Tuesday, November 10, 2009

Tuesday Mattins

As all men know, Mattins (with double tee) is the Anglican nickname for Morning Prayer; and I've been making use of the current Anglican Use of the Roman Rite for the past few days, in an access of enthusiasm for their liturgical patrimony (as purified and authorized by the Holy See), one of the gifts of Anglicanism to the Church Catholic. If Israel could plunder the Egyptians at God's command through Moses, why not cherry-pick the nice bits out of the B.C.P.?

The Book of Divine Worship is a strange book, a compromise between Roman liturgists of the 1980's - among them the notorious Marini, 'son' of Bugnini (shades of the Apocalypse! who is the third?) - and Anglo-Catholic Episcopalians who actually wanted something much closer to the traditional Roman Rite. It is based, for a start, on many elements of the U.S. B.C.P. of 1979; this is the case with what is provided for Morning and Evening Prayer, which is almost word-for-word the same; the only noteworthy change is that the "absolution" after the general confession formula is amended so that it reads always "May the... Lord grant us absolution...", clearly so as to dispel any idea that this is sacramental absolution.

To-day, at Mattins, Psalms 50(51) to 52(51) are read (if, as seems best, the Psalter is read over a monthly cycle); the Lessons, Nehemiah 9:1-18, 26-38 and Revelation 18:1-20 (combining those for Tuesday with those of Monday, which were unread since special readings were appointed for the feast of the Dedication of the Lateran Basilica); and the Collect of the Day is of Pope St Leo the Great, since the B.D.W. follows a minimally augmented modern Roman Calendar.

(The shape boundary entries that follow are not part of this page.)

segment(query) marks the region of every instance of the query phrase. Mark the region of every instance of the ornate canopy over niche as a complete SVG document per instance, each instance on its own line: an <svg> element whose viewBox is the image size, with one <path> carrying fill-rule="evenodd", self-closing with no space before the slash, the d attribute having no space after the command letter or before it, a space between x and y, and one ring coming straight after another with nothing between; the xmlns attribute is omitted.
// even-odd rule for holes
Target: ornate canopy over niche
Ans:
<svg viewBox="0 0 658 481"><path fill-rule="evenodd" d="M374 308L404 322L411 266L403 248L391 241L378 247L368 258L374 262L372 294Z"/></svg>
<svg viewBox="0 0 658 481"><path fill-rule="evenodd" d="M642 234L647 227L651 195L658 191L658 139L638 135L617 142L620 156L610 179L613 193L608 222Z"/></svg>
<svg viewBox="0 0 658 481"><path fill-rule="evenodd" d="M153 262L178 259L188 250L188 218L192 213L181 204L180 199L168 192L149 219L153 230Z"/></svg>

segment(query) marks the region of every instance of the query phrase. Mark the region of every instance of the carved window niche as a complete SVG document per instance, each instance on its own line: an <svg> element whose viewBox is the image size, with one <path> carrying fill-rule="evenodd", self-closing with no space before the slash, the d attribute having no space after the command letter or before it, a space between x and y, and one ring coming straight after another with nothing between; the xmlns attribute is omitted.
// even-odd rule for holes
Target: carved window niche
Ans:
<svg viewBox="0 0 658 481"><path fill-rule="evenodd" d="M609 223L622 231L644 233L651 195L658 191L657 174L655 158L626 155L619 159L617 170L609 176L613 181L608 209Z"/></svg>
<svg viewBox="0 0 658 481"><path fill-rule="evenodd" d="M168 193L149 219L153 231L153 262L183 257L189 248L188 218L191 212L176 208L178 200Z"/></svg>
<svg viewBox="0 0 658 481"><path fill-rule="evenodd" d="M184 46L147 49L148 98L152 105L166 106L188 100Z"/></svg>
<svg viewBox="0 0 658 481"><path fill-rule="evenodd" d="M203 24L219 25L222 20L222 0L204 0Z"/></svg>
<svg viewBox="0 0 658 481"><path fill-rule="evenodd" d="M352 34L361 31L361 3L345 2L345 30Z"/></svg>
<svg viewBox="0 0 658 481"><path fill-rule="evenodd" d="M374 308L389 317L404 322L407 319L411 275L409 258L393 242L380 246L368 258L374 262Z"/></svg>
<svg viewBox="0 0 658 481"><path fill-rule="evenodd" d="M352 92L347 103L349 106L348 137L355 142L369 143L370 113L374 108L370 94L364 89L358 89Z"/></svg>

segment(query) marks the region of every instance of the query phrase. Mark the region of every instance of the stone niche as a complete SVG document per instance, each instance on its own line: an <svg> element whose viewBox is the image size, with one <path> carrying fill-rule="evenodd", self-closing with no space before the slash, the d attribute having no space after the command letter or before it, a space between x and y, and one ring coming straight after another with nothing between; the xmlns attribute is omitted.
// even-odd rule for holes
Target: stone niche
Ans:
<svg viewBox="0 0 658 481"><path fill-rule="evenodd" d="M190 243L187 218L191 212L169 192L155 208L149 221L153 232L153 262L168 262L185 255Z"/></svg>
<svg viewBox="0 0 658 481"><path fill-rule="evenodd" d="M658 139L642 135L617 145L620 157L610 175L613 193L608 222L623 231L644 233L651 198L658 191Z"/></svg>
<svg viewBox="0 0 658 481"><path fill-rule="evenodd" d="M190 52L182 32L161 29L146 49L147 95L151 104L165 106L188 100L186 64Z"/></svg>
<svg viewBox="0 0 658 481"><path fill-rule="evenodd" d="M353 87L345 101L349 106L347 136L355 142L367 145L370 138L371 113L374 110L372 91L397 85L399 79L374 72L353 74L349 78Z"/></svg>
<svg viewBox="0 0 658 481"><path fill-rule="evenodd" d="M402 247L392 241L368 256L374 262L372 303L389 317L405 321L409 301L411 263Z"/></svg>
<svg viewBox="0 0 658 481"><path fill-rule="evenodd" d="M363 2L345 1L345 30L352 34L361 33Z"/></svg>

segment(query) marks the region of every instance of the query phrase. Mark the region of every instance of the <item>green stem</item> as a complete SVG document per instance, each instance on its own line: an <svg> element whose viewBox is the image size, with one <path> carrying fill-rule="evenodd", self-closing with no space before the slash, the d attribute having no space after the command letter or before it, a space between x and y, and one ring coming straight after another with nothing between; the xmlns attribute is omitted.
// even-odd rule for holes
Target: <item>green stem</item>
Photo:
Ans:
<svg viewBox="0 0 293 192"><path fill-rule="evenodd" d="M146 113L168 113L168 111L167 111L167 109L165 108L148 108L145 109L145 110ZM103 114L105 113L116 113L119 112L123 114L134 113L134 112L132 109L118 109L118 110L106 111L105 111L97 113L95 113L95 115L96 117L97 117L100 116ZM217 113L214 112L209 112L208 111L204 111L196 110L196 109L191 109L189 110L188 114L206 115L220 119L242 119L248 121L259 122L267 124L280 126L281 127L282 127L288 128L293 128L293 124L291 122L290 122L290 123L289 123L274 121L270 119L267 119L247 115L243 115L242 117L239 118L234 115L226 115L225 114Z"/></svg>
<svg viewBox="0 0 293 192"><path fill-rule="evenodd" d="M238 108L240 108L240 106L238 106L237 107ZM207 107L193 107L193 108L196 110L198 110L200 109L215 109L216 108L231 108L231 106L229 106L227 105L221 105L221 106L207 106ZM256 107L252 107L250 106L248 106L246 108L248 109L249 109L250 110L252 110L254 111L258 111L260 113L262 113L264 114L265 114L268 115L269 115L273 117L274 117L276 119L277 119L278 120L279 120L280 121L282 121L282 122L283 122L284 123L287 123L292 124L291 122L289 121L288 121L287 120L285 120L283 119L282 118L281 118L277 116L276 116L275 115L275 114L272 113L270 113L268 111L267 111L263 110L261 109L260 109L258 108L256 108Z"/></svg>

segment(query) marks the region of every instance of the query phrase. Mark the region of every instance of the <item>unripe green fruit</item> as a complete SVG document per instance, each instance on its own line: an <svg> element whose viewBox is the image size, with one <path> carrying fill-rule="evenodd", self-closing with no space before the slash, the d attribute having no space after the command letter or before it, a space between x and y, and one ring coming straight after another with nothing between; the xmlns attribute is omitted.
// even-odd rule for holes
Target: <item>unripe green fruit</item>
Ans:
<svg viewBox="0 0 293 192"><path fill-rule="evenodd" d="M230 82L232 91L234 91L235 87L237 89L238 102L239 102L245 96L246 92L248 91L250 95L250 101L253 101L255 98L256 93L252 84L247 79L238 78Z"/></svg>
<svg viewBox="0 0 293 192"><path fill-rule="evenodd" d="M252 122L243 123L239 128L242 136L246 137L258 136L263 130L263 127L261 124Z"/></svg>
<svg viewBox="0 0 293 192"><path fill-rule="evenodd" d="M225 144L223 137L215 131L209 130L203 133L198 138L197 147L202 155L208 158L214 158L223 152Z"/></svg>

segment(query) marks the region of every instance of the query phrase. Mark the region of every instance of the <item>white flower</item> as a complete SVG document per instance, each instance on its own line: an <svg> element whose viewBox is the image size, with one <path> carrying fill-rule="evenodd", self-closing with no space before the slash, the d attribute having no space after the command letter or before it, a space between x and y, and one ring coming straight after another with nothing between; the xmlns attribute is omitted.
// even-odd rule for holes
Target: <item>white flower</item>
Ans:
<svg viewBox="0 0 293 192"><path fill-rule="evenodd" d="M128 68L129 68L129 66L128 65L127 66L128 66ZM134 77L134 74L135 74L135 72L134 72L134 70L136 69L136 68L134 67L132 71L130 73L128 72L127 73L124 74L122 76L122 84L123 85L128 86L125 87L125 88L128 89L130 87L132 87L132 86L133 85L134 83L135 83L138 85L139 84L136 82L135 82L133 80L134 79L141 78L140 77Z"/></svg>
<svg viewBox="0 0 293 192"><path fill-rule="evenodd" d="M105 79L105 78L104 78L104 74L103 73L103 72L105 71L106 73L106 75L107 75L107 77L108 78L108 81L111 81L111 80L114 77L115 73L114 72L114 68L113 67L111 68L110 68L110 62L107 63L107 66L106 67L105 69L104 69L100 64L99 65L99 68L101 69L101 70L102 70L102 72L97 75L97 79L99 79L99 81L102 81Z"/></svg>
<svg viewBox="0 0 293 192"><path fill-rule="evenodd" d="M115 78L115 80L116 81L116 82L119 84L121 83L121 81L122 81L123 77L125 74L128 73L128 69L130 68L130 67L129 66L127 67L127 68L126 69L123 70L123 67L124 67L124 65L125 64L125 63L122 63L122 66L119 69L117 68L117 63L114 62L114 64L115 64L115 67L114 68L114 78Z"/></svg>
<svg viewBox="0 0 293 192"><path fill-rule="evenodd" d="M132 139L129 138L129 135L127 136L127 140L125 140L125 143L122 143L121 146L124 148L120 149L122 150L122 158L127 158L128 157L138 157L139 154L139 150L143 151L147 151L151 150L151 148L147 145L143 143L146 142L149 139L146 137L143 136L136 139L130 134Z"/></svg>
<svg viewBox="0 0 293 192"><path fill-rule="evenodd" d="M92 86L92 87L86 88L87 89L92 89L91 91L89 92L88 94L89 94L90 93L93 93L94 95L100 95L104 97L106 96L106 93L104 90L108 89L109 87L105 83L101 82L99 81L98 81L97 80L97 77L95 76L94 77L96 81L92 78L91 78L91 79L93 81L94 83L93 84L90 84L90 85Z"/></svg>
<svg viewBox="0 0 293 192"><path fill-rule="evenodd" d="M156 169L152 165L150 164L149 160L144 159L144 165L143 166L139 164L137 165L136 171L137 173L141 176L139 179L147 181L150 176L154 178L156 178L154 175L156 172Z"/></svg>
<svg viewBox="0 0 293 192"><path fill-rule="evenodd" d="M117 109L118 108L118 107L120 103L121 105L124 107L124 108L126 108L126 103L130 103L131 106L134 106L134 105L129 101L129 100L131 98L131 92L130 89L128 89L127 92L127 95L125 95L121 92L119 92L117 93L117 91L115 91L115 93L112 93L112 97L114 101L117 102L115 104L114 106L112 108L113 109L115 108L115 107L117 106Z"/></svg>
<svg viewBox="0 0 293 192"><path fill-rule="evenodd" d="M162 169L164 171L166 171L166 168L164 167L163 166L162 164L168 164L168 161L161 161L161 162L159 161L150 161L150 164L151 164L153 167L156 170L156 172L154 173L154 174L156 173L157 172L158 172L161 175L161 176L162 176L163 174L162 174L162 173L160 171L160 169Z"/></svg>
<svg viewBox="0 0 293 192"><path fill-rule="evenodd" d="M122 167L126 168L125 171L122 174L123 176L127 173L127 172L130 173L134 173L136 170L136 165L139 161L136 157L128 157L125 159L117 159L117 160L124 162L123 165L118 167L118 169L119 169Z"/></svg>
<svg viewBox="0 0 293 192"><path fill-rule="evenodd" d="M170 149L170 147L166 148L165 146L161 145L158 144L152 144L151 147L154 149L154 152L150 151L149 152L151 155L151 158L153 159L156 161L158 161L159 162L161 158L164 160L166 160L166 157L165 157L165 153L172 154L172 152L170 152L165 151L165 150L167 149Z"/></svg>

I would say that the Lessons were highly appropriate if current events among Anglicans looking forward to their coming into Catholic unity are kept in mind. The passage from Nehemiah (the returned exiles, that tiny remnant, confess God's mercies and Israel's continual ungratefulness, which brought upon them such punishments) and that from the Apocalypse (the half-triumph, half-lament over faithless Babylon, brought to destruction for her crimes) can be applied to the position of these incomers: amusingly, Babylon turns out to be Canterbury!

Then I heard another voice from heaven saying, "Come out of her, my people, lest you take part in her sins, lest you share in her plagues." (Rev. 18:4)

Rejoice over her, O heaven, O saints and apostles and prophets, for God has given judgment for you against her!" (Rev. 18:20)

Or as Gandalf said, according to Tolkien, "Fly, you fools!'' Good advice for those still hesitating to swim the murky Tiber.

2 comments:

Mark M said...

You know, part of me doesn't mind the BDW, but I really DO wish they had used either the English Book of Common Prayer, or the Scottish Book of Common Prayer as the basis. To be blunt, I don't trust the direction of PECUSA even before 1979...

Joshua said...

Yes, I agree entirely with all your statements!